On a team with a lot of depth, it makes some sense for Derek Dietrich to think he’s got a better chance of getting some playing time in the big leagues elsewhere. His main position, second base, is covered by new Reds free agent signing Mike Moustakas. As an outfielder, he’s fighting against eleventy-billion other guys for an incredibly limited amount of playing time behind what seems to be a 4-man rotation between the three spots and a designated hitter role among the group. And even as a utility-man he’s battling against another lefty, Josh VanMeter, who has a bit more positional flexibility in his game, and had a better season in 2019.

19 Responses

  1. CallowayPost

    Something tells me that his friendships on the team will keep Cincinnati close to his heart, and I think the Reds really like his personality and the way it makes everyone more pumped, like MM. I think we haven’t seen the last of him.

    • Doug Gray

      Maybe not. But we have this year. He’s not allowed to re-sign with the Reds for 2020.

    • Optimist

      True to all this, and losing him for 2020 may end up being not losing him at all considering where this “season” may wind up.

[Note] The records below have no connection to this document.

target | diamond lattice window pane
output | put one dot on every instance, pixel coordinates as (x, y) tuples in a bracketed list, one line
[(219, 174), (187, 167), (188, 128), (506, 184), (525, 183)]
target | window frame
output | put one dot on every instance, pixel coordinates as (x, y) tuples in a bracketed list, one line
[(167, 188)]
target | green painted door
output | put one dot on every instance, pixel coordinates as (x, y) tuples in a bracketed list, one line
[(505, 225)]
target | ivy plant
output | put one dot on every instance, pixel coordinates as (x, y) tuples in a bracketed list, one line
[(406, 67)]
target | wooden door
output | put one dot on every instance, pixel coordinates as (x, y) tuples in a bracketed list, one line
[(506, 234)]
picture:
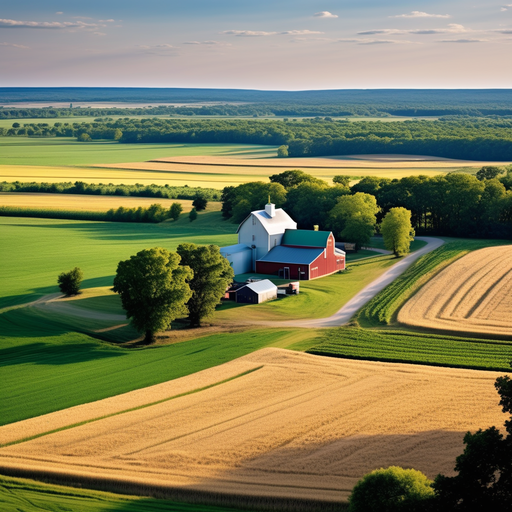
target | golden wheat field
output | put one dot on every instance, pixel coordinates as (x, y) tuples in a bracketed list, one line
[(87, 202), (275, 423), (473, 294)]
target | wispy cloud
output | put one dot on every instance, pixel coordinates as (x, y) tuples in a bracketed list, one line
[(419, 14), (452, 28), (463, 41), (258, 33), (207, 43), (55, 25), (20, 46), (325, 14)]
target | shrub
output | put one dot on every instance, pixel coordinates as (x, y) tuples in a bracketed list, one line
[(69, 282), (392, 490)]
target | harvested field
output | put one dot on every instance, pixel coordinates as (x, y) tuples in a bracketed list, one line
[(274, 423), (88, 203), (474, 294)]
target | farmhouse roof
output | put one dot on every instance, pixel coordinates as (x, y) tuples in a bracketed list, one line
[(292, 255), (305, 238), (272, 225), (232, 249), (262, 286)]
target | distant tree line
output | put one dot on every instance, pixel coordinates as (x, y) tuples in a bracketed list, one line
[(137, 190), (472, 139), (454, 204)]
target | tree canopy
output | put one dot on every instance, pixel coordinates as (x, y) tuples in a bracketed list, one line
[(153, 289), (212, 275), (397, 231), (354, 217)]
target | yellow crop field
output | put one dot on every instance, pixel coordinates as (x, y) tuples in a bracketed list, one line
[(90, 203), (274, 423), (473, 294)]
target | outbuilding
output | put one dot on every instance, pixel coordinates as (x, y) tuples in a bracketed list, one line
[(256, 292)]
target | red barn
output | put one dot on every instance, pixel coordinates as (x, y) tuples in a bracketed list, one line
[(303, 255)]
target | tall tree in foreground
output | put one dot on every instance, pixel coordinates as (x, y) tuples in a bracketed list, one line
[(484, 480), (154, 290), (354, 218), (397, 231), (212, 275)]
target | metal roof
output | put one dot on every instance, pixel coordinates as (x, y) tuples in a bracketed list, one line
[(272, 225), (262, 286), (293, 255), (305, 238), (231, 249)]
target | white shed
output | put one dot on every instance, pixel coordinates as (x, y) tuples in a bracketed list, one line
[(257, 292), (239, 257)]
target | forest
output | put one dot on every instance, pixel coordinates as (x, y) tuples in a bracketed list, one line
[(467, 138)]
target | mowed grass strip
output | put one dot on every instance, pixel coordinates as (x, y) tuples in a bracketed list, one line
[(53, 371), (18, 494), (418, 348)]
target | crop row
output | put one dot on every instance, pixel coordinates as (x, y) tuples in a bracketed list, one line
[(418, 348), (382, 308)]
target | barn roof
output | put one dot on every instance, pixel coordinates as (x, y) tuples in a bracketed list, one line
[(262, 286), (292, 255), (272, 225), (305, 238)]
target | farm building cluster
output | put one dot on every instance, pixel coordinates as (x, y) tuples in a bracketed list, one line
[(270, 243)]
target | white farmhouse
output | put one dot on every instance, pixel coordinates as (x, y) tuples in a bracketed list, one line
[(261, 231)]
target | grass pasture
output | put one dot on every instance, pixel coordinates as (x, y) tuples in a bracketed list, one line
[(19, 494), (90, 203), (204, 165)]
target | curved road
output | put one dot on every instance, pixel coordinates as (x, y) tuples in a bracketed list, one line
[(343, 315)]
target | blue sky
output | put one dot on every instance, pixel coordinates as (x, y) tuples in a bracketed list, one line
[(279, 44)]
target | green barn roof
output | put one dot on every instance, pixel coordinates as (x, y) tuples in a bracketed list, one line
[(305, 238)]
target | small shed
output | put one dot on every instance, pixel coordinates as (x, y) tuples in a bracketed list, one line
[(239, 257), (257, 292)]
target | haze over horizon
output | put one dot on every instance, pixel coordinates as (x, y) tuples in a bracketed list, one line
[(278, 45)]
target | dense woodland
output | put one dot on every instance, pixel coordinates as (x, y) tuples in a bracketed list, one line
[(454, 204), (471, 139), (236, 102)]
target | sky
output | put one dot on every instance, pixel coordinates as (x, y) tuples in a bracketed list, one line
[(256, 44)]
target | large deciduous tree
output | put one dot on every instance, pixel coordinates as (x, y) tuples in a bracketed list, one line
[(69, 282), (397, 231), (484, 480), (354, 218), (212, 275), (154, 290)]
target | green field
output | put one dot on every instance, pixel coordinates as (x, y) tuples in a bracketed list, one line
[(57, 151), (21, 495), (412, 347), (382, 308), (40, 249)]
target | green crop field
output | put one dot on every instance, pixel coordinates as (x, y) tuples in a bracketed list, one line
[(57, 151), (40, 249), (410, 347), (382, 308), (21, 495)]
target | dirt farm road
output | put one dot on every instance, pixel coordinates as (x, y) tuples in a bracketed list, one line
[(343, 315)]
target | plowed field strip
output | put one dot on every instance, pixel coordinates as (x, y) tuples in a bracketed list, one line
[(470, 295)]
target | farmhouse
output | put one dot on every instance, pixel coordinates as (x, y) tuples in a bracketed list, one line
[(270, 243)]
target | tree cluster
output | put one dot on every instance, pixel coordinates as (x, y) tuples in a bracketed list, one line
[(157, 286), (468, 138)]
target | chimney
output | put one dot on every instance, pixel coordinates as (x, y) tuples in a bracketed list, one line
[(270, 209)]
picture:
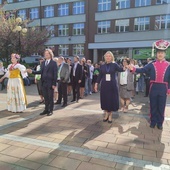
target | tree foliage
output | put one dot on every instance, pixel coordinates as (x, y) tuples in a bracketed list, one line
[(13, 41)]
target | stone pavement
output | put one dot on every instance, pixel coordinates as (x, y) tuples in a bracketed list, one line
[(75, 138)]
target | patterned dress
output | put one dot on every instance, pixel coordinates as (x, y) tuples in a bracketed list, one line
[(16, 96)]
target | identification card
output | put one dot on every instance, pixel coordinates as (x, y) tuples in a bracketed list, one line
[(108, 77)]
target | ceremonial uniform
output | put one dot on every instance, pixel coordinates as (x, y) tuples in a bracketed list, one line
[(159, 73)]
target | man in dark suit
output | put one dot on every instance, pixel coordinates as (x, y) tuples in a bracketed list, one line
[(49, 78), (63, 79), (76, 76)]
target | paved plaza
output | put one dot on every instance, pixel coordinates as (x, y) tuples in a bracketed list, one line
[(75, 138)]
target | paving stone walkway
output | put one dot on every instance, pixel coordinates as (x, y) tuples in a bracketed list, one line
[(75, 138)]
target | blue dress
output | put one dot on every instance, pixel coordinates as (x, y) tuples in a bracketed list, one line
[(109, 96)]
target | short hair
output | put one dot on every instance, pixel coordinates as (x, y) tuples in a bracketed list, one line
[(109, 52), (127, 60), (50, 52), (17, 56)]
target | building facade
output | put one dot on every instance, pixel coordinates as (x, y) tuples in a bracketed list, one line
[(91, 27)]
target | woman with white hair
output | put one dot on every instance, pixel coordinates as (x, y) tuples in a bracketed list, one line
[(16, 96), (109, 97)]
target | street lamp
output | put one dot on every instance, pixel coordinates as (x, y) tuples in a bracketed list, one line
[(19, 29)]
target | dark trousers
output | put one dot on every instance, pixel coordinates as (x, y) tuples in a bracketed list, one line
[(157, 103), (147, 83), (62, 92), (76, 89), (48, 94)]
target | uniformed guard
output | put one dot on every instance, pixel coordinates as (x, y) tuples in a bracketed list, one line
[(159, 72)]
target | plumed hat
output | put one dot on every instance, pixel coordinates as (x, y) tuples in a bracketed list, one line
[(160, 45)]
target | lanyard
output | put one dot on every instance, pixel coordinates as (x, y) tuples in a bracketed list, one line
[(107, 68)]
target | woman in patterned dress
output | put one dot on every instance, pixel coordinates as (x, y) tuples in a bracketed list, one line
[(16, 96)]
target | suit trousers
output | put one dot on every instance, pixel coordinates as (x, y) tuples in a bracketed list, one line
[(62, 92), (48, 94), (76, 89), (157, 103)]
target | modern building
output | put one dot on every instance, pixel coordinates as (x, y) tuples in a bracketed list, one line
[(91, 27)]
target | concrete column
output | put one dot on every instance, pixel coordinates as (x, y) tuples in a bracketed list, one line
[(95, 56), (130, 52)]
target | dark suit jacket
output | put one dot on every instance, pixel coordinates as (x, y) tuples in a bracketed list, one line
[(48, 73), (64, 73), (78, 73)]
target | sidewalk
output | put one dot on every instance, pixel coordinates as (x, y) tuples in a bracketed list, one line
[(75, 138)]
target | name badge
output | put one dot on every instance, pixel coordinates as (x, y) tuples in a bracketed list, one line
[(108, 77)]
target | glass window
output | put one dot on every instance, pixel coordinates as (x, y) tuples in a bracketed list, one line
[(51, 30), (49, 11), (142, 24), (63, 50), (63, 9), (121, 4), (10, 1), (78, 29), (22, 13), (162, 22), (63, 30), (78, 49), (162, 1), (122, 25), (104, 5), (142, 3), (78, 8), (103, 27), (34, 13)]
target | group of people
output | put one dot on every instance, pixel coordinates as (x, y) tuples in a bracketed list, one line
[(60, 75), (158, 72)]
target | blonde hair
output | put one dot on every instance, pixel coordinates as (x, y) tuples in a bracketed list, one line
[(55, 59), (50, 52), (111, 54)]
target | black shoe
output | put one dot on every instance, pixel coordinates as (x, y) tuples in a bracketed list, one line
[(73, 100), (41, 102), (50, 113), (159, 127), (152, 126), (57, 103), (64, 105), (44, 112)]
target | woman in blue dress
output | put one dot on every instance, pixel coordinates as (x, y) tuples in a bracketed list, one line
[(109, 96)]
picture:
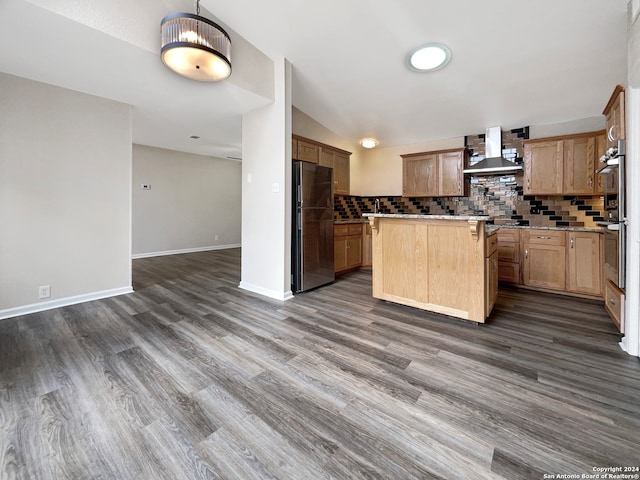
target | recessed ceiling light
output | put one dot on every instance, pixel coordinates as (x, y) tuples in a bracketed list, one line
[(429, 57), (368, 142)]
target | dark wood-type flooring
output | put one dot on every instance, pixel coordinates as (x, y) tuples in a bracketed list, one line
[(192, 378)]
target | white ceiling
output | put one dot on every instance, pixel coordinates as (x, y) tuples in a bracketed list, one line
[(514, 63)]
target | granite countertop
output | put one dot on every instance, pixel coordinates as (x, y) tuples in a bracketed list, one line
[(495, 228), (344, 222), (479, 218)]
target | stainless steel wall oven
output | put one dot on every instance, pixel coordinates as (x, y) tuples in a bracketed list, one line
[(614, 203)]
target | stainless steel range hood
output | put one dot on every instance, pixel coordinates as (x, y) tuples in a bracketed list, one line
[(494, 163)]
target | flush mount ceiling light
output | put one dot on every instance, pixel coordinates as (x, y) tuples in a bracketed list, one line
[(429, 57), (195, 47), (368, 142)]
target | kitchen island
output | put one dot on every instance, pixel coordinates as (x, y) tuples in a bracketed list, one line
[(440, 263)]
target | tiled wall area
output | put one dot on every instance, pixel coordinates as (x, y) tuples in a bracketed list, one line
[(499, 197)]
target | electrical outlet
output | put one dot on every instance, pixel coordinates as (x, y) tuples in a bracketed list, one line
[(44, 291)]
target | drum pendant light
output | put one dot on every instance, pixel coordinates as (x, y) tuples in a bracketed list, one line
[(195, 47)]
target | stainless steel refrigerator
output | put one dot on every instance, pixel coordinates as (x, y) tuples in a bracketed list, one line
[(312, 229)]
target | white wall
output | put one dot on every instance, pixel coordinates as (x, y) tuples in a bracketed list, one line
[(192, 200), (631, 340), (266, 193), (65, 196), (581, 125)]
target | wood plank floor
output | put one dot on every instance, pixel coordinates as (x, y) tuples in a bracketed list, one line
[(191, 378)]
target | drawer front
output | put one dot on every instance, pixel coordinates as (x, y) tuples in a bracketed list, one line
[(545, 237), (506, 235), (509, 252), (615, 305), (340, 230), (491, 245), (355, 229)]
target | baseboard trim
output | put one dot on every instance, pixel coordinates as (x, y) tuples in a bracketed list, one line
[(62, 302), (184, 250), (266, 292)]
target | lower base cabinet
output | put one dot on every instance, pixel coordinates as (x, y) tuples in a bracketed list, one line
[(544, 259), (614, 304), (347, 247), (567, 261)]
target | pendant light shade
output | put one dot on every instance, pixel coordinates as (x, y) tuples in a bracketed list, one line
[(195, 47)]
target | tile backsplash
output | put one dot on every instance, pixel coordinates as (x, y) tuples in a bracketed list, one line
[(501, 198)]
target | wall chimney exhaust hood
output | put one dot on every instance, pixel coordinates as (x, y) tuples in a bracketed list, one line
[(494, 163)]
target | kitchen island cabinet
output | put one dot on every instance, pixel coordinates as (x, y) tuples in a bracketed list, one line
[(347, 249), (438, 263)]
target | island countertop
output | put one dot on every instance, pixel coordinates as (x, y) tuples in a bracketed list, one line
[(475, 218)]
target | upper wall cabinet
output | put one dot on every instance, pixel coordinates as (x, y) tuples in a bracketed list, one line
[(434, 174), (563, 165), (614, 113), (327, 156)]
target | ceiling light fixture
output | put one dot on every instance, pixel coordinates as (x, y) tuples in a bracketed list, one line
[(195, 47), (429, 57), (368, 142)]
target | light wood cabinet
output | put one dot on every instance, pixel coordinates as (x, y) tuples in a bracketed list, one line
[(450, 176), (544, 259), (366, 246), (509, 255), (347, 247), (434, 174), (419, 176), (433, 264), (614, 299), (341, 174), (615, 117), (308, 152), (564, 165), (543, 164), (601, 147), (579, 165), (584, 272), (491, 273)]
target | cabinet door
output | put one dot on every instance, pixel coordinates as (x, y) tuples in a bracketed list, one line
[(491, 282), (601, 146), (340, 253), (509, 272), (326, 158), (450, 176), (579, 161), (615, 118), (308, 152), (354, 251), (583, 259), (420, 176), (341, 173), (544, 266), (543, 164)]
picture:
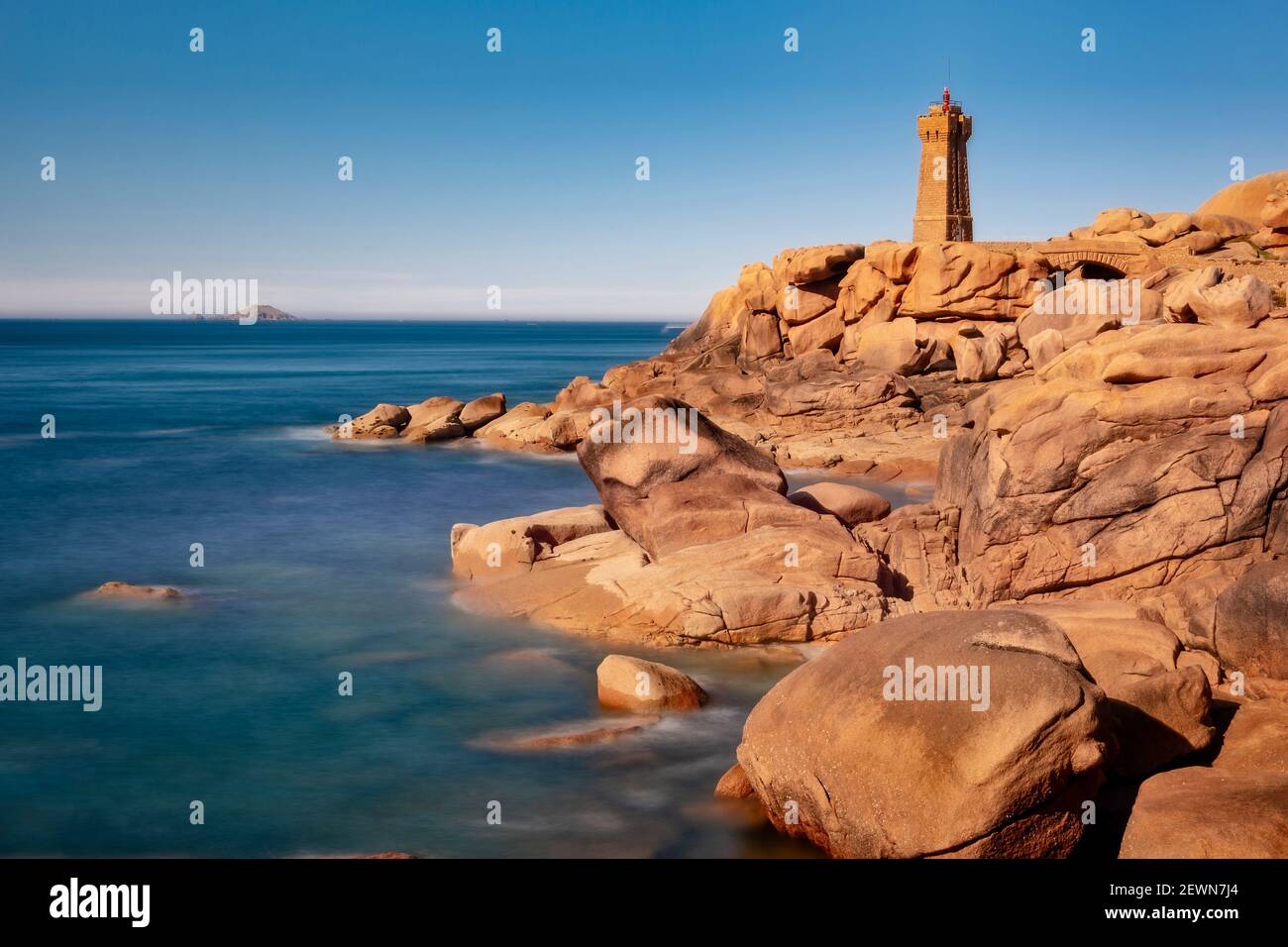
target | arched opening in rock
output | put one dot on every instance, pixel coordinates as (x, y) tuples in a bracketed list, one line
[(1095, 270)]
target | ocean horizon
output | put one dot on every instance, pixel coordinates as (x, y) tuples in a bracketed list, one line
[(321, 557)]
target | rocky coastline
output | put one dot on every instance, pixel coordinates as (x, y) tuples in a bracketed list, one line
[(1104, 419)]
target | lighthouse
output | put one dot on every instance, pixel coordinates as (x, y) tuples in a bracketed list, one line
[(943, 185)]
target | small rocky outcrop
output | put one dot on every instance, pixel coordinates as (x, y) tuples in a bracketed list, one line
[(138, 592), (635, 684)]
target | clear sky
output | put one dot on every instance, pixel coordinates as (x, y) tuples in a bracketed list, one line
[(516, 169)]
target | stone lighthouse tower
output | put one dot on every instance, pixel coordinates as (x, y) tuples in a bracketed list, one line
[(943, 188)]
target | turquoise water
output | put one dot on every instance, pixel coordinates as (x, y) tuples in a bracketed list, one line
[(321, 558)]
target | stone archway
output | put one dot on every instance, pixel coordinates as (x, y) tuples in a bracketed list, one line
[(1102, 260)]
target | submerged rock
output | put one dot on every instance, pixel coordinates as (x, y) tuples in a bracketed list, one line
[(138, 592)]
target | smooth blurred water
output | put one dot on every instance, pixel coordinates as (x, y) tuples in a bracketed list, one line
[(321, 557)]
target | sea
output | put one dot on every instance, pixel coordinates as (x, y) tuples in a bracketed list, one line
[(223, 731)]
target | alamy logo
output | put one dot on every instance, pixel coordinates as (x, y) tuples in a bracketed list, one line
[(77, 684), (73, 899), (1120, 298), (649, 425), (915, 682), (179, 296)]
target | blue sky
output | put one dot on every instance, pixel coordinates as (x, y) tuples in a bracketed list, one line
[(518, 169)]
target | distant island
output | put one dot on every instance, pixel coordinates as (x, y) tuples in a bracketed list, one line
[(266, 313)]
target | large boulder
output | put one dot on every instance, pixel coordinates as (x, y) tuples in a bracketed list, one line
[(1121, 221), (1274, 211), (1243, 198), (1162, 718), (863, 763), (893, 347), (1225, 226), (1250, 633), (809, 264), (1128, 464), (1239, 303), (849, 504), (1197, 812)]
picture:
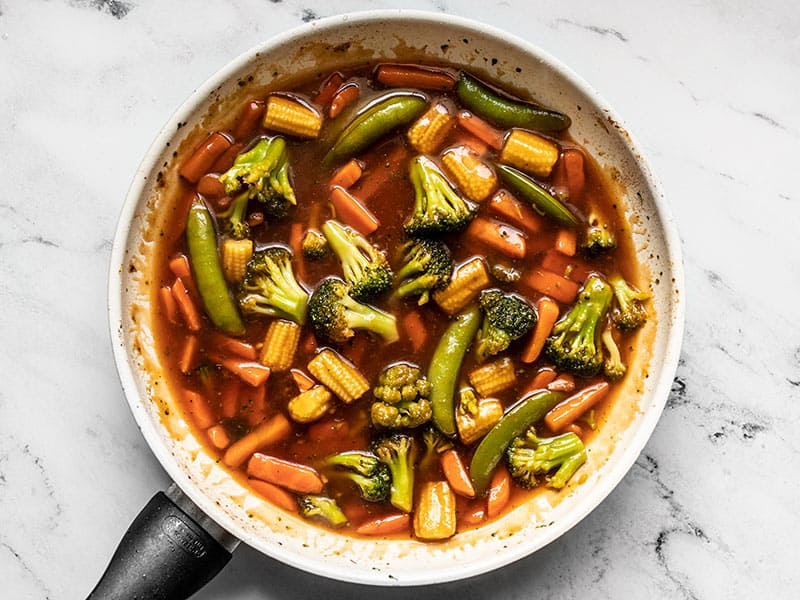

      The lurking issue is how quickly 2bmen careers may be ending – DD, Scooter, Kipnis, and I’m sure there are some others. Seems they dropped out of sight faster than normal aging usually indicates.

      • JoshG

        Kipnis may be the starting 2B for the cubs on opening day though

  2. Concepcion to Morgan to Perez

    The best .187 hitter in MLB! Has anyone ever had a .790 ops while batting .187?

    • Amarillo

      Adam Dunn got close with an .800 OPS and a .204 average.

  3. Matt WI

    Schebler and Dietrich gone. Wish them both luck, but it also makes me appreciative of the organization being in a position of moving on from a history of hanging on to the “just maybe if it goes right guys” as regular players and having the depth that makes these cuts relatively painless. A great team wouldn’t be sweating either guy, so I think that’s a good thing for the Reds.

    • TR

      I’ve been a Reds fan for a long time, and I like the way the front office has evolved.

  4. RedNat

    Just seems we have been talking about Derrick Dietrich and Scott Schebler too much this offseason. If they were major contributors to the team that would have meant we would have had major injuries or have been way out of contention. Both nice guys but time to move on!

  5. Mary Beth Ellis

    I get it.
    But I hate it.
    A lot.

    • Gonzo Reds

      Absolutely Mary Beth. Had to happen but I’ll have a lot of fun memories of DD loosening up his team mates and making the fans laugh, especially during those hated summer rain delays. DD and Suarez’s interactions with Jim Gray were the highlights of the Reds tv broadcasts last year when you went beyond the actual game play.

      BTW, about time for another of your wonderful essays on life…

  6. MK

    Maybe he can become an instructor at a Clown College.

    • DaveCT

      Haha, yeah. With a specialty of antagonizing the opposition (and not in a good way).

    • TR

      I’m familiar with the Clown Parade but not a specific clown college.

  7. MBS

    That makes it easier for Davidson to crack the 30 man. To be honest we are probably more in need of a RH power bat from the bench than a LH power bat.

  8. VaRedsFan

    Who we got for insect swarms now? Or electrical problems?
    He carried the offense for 2 months last year.
    Good luck DD, you will be missed.

  9. Mike Adams

    For the Reds to make a run at post season they have to have consistent hitting by several guys in the lineup, unlike the last few years.
    When two or three streaky guys got hot together then the Reds did well.
    Need some consistency for this 60 game season.
    I guess the Reds decided DD and Scheb did not have it.